Malicious Code Behavior: Systematic Theft of Sensitive Credentials

The malicious payload scans and steals sensitive information from the host, including:

  • SSH keys
  • AWS/GCP/Azure cloud credentials
  • Kubernetes keys
  • Environment variable files
  • Database configurations
  • Cryptocurrency wallets

The data is encrypted and packaged before being sent to a domain controlled by the attacker. If the Kubernetes environment is detected, the malicious code will also use service account tokens to automatically deploy privileged Pods across cluster nodes, enabling horizontal spread and further amplifying the threat.

The Discovery Process Is Highly Ironical: The Attacker "Bug" Exposed Itself

The exposure of the attack originated from an accidental fork bomb. Researchers were using the MCP plugin in the Cursor editor when the malicious .pth file triggered repeatedly in a Python sub-process due to the plugin's indirect dependency on litellm, causing memory to be exhausted instantly. This "self-destruction" quickly brought the incident to light. Renowned AI expert Andre Karpathy pointed out that had the attacker not made this mistake in their code, the poisoning might have remained undetected for days or even weeks.

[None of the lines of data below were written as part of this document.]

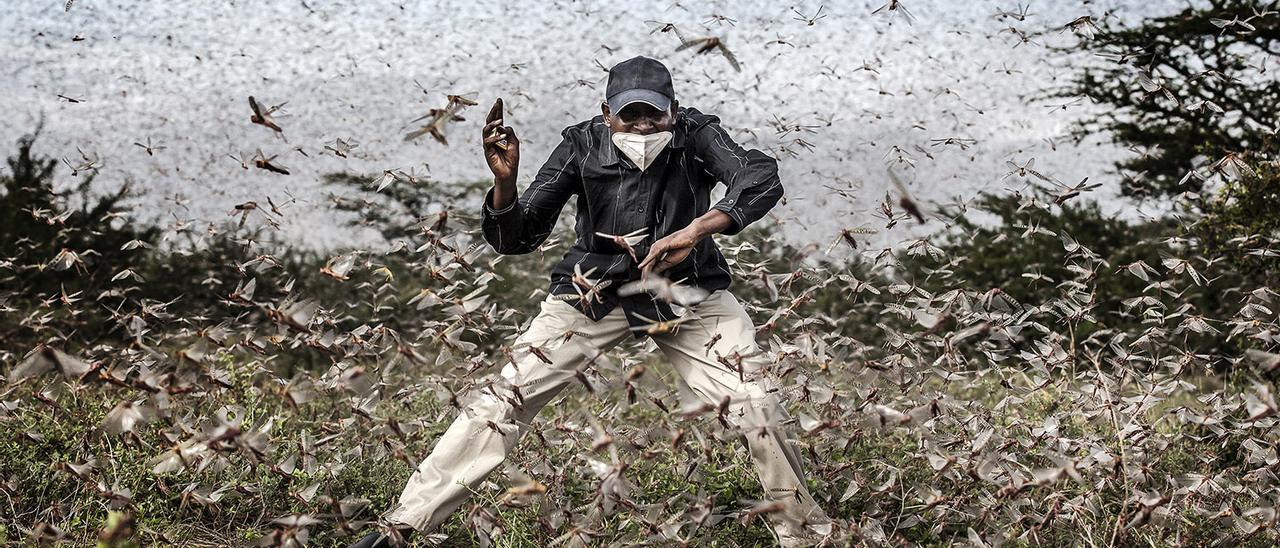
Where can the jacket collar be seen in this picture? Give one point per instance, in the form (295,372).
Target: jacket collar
(608,154)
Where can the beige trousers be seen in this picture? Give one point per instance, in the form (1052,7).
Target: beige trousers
(470,448)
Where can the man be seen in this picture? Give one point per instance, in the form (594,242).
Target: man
(641,173)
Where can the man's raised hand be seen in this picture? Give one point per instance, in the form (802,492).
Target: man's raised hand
(502,154)
(501,145)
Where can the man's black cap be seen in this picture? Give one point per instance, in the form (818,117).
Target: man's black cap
(643,80)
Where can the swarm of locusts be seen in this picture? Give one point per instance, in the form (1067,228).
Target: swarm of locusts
(280,402)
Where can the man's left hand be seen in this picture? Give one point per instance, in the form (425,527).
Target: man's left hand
(670,251)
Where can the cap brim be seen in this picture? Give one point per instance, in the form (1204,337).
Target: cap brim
(648,96)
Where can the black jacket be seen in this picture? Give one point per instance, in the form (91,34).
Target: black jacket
(616,197)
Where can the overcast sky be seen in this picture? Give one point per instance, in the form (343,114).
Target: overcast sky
(179,73)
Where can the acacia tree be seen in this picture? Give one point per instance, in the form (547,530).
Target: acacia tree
(1189,90)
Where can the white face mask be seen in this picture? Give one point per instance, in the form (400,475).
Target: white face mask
(641,149)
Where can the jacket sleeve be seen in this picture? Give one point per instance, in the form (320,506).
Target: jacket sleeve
(528,220)
(750,176)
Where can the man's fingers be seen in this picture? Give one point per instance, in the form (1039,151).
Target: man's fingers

Attack Chain Tracing: Trivy Is the Starting Point of the Supply Chain Collapse

The root cause directly points to litellm's CI/CD process — it used the Trivy vulnerability scanning tool. Trivy had already been compromised by the same attack group, TeamPCP, as early as March 19. Attackers stole litellm's PyPI publishing token through the compromised Trivy and directly pushed the malicious version. Previously, on March 23, Checkmarx KICS was also attacked by the same group. Security researcher Gal Nagli commented that the open-source supply chain has now experienced a chain reaction collapse. The compromise of Trivy directly led to litellm being compromised, with credentials from tens of thousands of production environments falling into the hands of attackers and becoming new ammunition for future attacks.

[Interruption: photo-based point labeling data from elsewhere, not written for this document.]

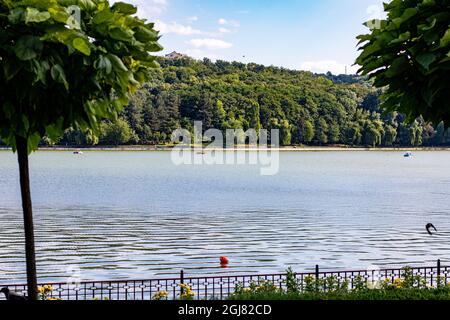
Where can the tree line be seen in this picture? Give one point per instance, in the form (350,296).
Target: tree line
(308,109)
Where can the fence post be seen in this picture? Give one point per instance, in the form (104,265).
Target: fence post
(439,273)
(181,281)
(317,277)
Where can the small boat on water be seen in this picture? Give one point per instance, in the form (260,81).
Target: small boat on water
(408,154)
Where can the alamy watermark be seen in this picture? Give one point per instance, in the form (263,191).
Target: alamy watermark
(228,147)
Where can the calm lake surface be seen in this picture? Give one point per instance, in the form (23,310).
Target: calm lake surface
(124,215)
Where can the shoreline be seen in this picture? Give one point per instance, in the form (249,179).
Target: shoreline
(254,149)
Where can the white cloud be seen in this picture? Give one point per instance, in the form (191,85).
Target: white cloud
(224,30)
(225,22)
(149,9)
(200,54)
(325,66)
(211,44)
(176,28)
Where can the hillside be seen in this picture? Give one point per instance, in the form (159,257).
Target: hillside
(308,109)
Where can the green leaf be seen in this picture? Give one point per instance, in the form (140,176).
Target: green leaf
(82,45)
(121,33)
(59,75)
(426,59)
(10,71)
(145,35)
(124,8)
(59,14)
(34,15)
(103,63)
(28,47)
(445,40)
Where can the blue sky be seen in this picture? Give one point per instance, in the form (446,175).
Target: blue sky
(315,35)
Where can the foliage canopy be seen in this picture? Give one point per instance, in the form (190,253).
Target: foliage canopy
(68,63)
(409,53)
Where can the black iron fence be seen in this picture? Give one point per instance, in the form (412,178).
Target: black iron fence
(221,287)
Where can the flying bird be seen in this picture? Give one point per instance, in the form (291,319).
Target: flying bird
(429,227)
(12,296)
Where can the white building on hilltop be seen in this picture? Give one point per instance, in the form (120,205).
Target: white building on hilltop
(175,55)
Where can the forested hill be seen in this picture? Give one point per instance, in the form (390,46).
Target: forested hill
(308,109)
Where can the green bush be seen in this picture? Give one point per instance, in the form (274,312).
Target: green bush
(406,287)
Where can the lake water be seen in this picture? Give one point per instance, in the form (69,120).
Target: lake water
(125,215)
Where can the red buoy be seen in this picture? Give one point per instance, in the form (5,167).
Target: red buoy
(224,261)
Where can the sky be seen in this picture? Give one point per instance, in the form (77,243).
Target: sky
(313,35)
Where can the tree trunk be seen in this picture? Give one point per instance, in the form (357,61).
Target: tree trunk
(22,153)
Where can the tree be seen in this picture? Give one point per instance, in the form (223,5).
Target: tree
(306,131)
(390,134)
(408,54)
(60,70)
(117,132)
(321,131)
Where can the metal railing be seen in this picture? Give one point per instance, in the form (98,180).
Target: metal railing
(221,287)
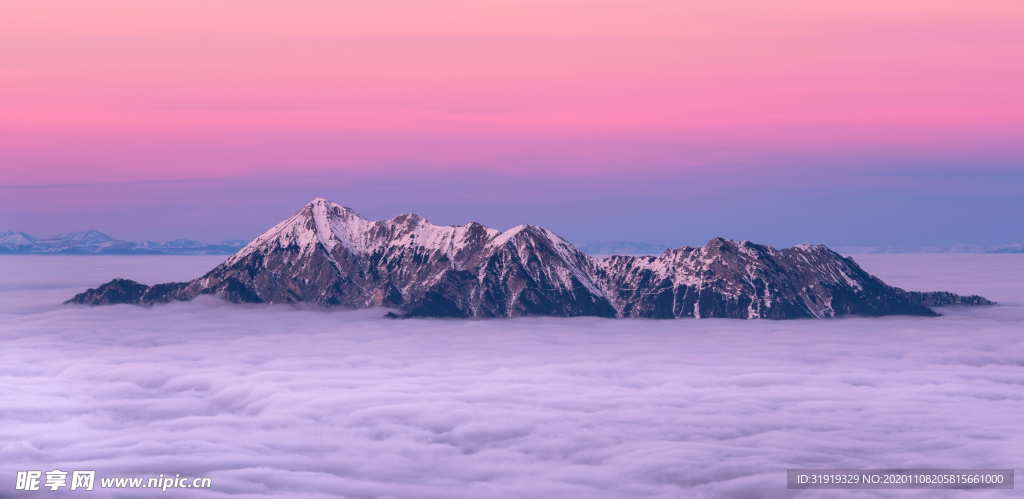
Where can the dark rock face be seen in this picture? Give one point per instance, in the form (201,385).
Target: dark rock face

The Attacker's "Silencing" Operation Failed

After the first issue reports appeared on GitHub, the attacker used 73 stolen accounts to post 88 spam comments within 102 seconds, attempting to drown out the discussion, and then used stolen maintainer permissions to forcibly close the issue. The community quickly moved the discussion to the Hacker News platform and continued tracking the event.

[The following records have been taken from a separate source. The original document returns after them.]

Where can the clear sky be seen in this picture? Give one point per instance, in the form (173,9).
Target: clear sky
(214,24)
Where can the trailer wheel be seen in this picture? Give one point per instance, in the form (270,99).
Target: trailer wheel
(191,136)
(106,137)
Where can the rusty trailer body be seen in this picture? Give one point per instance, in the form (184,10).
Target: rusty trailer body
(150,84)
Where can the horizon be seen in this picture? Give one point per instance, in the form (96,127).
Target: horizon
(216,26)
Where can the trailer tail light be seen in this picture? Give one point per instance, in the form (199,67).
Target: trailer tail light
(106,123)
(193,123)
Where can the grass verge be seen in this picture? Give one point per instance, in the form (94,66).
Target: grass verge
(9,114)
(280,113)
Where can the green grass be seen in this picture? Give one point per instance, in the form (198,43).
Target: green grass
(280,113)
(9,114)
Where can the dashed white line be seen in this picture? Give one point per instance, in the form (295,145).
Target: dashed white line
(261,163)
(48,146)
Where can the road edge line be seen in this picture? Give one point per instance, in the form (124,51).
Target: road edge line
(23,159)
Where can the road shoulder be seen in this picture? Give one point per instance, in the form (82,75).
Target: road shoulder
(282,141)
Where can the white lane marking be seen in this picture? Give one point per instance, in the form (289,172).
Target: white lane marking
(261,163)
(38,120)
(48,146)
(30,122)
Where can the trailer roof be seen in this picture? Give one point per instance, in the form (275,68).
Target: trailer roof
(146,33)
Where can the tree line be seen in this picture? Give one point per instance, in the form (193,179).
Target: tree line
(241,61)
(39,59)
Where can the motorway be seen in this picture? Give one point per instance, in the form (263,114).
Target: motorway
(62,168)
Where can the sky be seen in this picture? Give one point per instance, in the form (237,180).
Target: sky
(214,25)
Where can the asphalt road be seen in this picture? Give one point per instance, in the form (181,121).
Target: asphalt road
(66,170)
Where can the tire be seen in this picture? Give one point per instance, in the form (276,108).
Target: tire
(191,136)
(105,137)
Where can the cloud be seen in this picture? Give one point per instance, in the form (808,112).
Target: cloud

Expert Opinion: Supply Chain Attacks Are the Most Terrifying Invisible Threat

Karpathy reiterated the risks of software dependencies through this incident: "Every time we introduce an external package, we may be planting a time bomb that could be poisoned deep in the dependency tree." He stated that he will increasingly prefer to let large models generate simple function code directly rather than rely on third-party libraries in the future.

Urgent Security Recommendations

AIbase reminds all AI developers:

  1. Immediately run pip show litellm to check the version; the last safe version is 1.82.6;
  2. If versions 1.82.7 or 1.82.8 are found, consider all credentials as leaked, immediately rotate them all including SSH keys, cloud credentials, and K8s tokens;
  3. Clean up the affected environment, rebuild containers or virtual machines, and enhance supply chain audits.

This incident once again sounds the alarm for open-source supply chain security. In today's era where AI toolchains heavily rely on third-party libraries, every dependency introduced must be approached with the highest level of vigilance.